Bom-Molotov-dan-sajam-ditemukan-di-JPO-Pangkalan-Kerinci.jpg
(Facebook Alfin Rent Car /RIAU ONLINE)

Laporan: RISKI APDALLI

RIAUONLINE, PANGKALAN KERINCI - Kepolisian Sektor Kerinci membenarkan adanya penemuan Bom Molotov dan senjata tajam (Sajam) di Jembatan Penyeberangan Orang (JPO), Jalan Lintas Timur (Jalintim) depan Ramayana, Pangkalan Kerinci.

Kapolres Pelalawan AKBP M. Hasyim Risahondua melalui Kapolsek Kerinci, AKP Novaldi mengatakan, setelah mendapat infomasi beredar di media sosial (medsos), pihaknya langsung melakukan pemantauan.

Kejadian tersebut bermula pada Senin, 2 Maret 2020 malam, sekira pukul 23.30 WIB, saat itu warga atas nama Darmendra Manik melintasi Jembatan penyebrangan Ramayana, Jalan Lintas Timur, Pangkalan Kerinci dan melihat tumpukan botol dan senjata tajam.

Karena melihat hal tersebut, Darmendra Manik memanggil teman-temannya yang lain untuk melihat tumpukan benda tersebut.

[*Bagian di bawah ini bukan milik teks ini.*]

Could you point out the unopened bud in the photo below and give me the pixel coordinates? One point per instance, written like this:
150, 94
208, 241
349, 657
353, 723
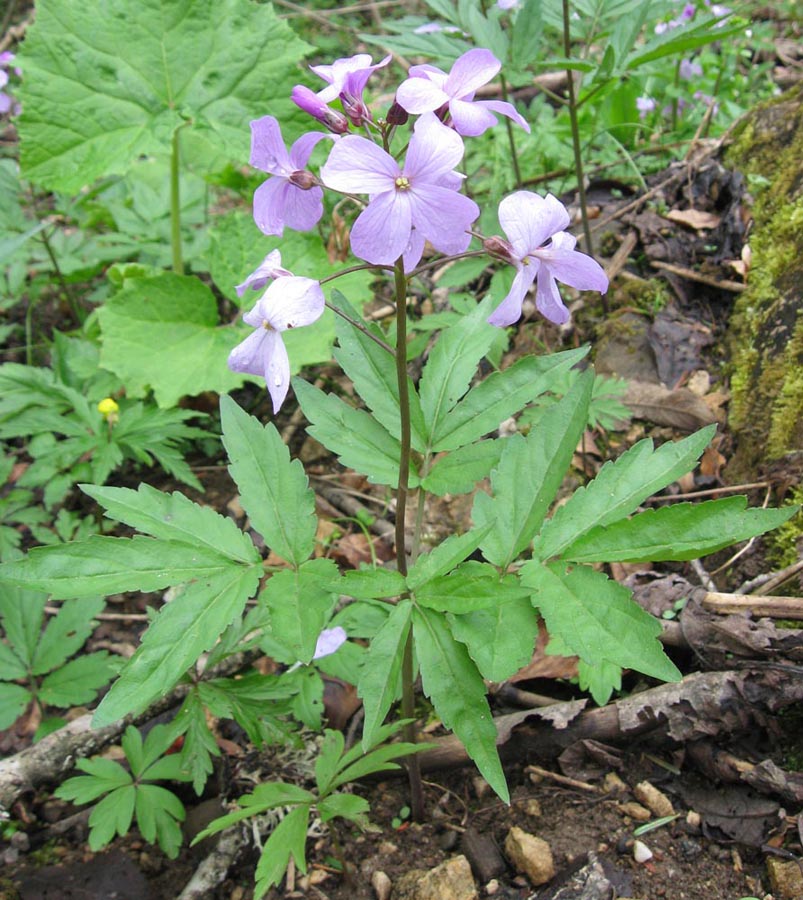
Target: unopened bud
500, 248
397, 115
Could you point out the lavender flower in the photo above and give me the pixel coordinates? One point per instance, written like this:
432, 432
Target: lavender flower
540, 249
269, 268
289, 302
292, 196
407, 205
429, 88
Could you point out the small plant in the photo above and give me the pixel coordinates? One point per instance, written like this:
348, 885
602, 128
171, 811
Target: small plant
335, 767
35, 664
129, 795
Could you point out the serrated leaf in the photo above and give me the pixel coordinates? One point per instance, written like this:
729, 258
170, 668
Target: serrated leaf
529, 474
367, 584
372, 370
443, 558
174, 517
500, 638
126, 78
358, 440
183, 630
107, 565
65, 634
597, 619
679, 532
459, 471
379, 679
78, 681
274, 491
299, 602
451, 680
452, 364
178, 315
499, 396
619, 488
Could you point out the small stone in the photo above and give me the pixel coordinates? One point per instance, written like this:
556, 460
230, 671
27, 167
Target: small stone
656, 801
785, 878
635, 811
530, 855
381, 884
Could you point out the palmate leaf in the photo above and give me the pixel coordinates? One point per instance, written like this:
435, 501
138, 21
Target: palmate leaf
184, 629
597, 619
273, 490
680, 532
451, 680
619, 489
125, 78
529, 474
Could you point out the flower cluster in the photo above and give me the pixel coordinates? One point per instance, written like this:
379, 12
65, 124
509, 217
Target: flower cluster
406, 199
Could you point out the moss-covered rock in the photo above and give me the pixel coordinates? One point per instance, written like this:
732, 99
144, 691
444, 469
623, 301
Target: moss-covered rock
766, 329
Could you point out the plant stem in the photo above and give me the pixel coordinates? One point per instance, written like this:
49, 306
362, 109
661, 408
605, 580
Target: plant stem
408, 679
578, 156
175, 206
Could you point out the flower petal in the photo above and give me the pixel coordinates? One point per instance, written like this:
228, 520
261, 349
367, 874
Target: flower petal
470, 71
382, 230
509, 310
268, 152
529, 220
357, 166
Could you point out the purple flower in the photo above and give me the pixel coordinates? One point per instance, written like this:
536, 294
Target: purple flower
329, 640
540, 249
269, 268
289, 302
292, 197
429, 88
407, 205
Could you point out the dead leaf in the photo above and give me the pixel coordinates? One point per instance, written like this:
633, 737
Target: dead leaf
694, 218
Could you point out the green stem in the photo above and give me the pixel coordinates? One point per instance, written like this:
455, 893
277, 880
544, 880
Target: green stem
408, 673
175, 205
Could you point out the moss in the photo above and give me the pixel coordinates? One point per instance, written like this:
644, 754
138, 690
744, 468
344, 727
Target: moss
766, 330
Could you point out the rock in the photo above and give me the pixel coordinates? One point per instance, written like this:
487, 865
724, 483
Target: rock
786, 879
530, 855
656, 801
451, 880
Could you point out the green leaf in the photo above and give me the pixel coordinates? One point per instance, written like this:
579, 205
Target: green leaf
529, 474
156, 330
500, 638
65, 634
106, 565
274, 491
443, 558
459, 471
300, 602
379, 679
619, 489
367, 584
680, 532
14, 699
372, 370
174, 517
359, 441
471, 586
126, 78
288, 839
185, 628
457, 691
78, 681
499, 396
597, 619
452, 364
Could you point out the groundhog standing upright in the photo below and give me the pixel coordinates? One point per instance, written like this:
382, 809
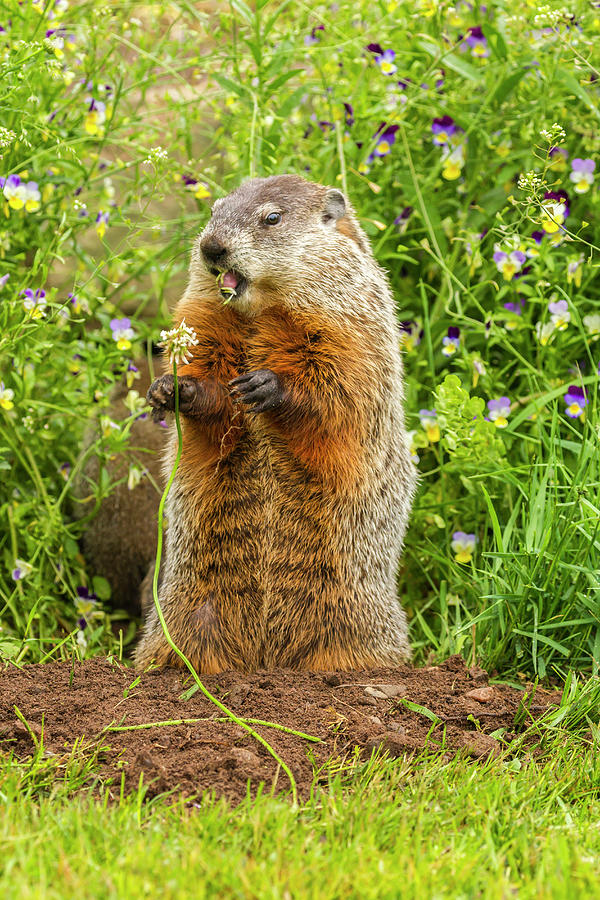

Alhasil, setelah dibuka mereka menemukan beberapa peralatan dan benda yang mengejutkan.

"Warga tersebut menemukan 2 buah Bom Molotov jenis botol bir bersumbu, dan senjata tajam jenis clurit 3 bilah, parang 1 bilah serta kayu panjang yang diruncing jenis tombah 2 bilah," ungkapnya.

Setelah menemukan Bom Molotov dan Sajam itu, tambah AKP Novaldi, Darmendra Manik mengantarkan temuannya itu ke Satuan Intelkam Polres Pelalawan.

"Saat ini barang bukti sudah diamankan di Polres Pelalawan guna dilakukan penyelidikan lebih lanjut," pungkas AKP Novaldi, Selasa 3 Maret 2020.

Sebelumnya diberitakan, masyarakat sekitaran Pangkalan Kerinci di kejutkan dengan penemuan bom molotov dan beberapa senjata tajam (Sajam), Senin 2 Maret 2020 malam.

Penemuan Bom Molotov dan beberapa Sajam sejenis celurit, tombak dan parang itu, diunggah oleh akun Facebook Alfin Rent Car beberapa jam lalu.

Sejumlah peralatan yang diduga hendak dijadikan tindak kriminal itu, partama kali ditemukan di Jembatan penyebarangan orang (JPO) Pangkalan Kerinci, Kabupaten Pelalawan, Riau, tepatnya di Jalan Lintas Timur depan Ramayana.

"Ini benar-benar sangat meresahkan warga Pangkalan Kerinci. Mohon ditindaklanjuti. Soalnya saya pun korban penganiayaan 7 orang tidak dikenal," tulis Alfin Rent Car, didinding akunnya.

Akun yang telah diposting tiga jam itu, mendapat 69 kali dibagikan oleh akun lainnya.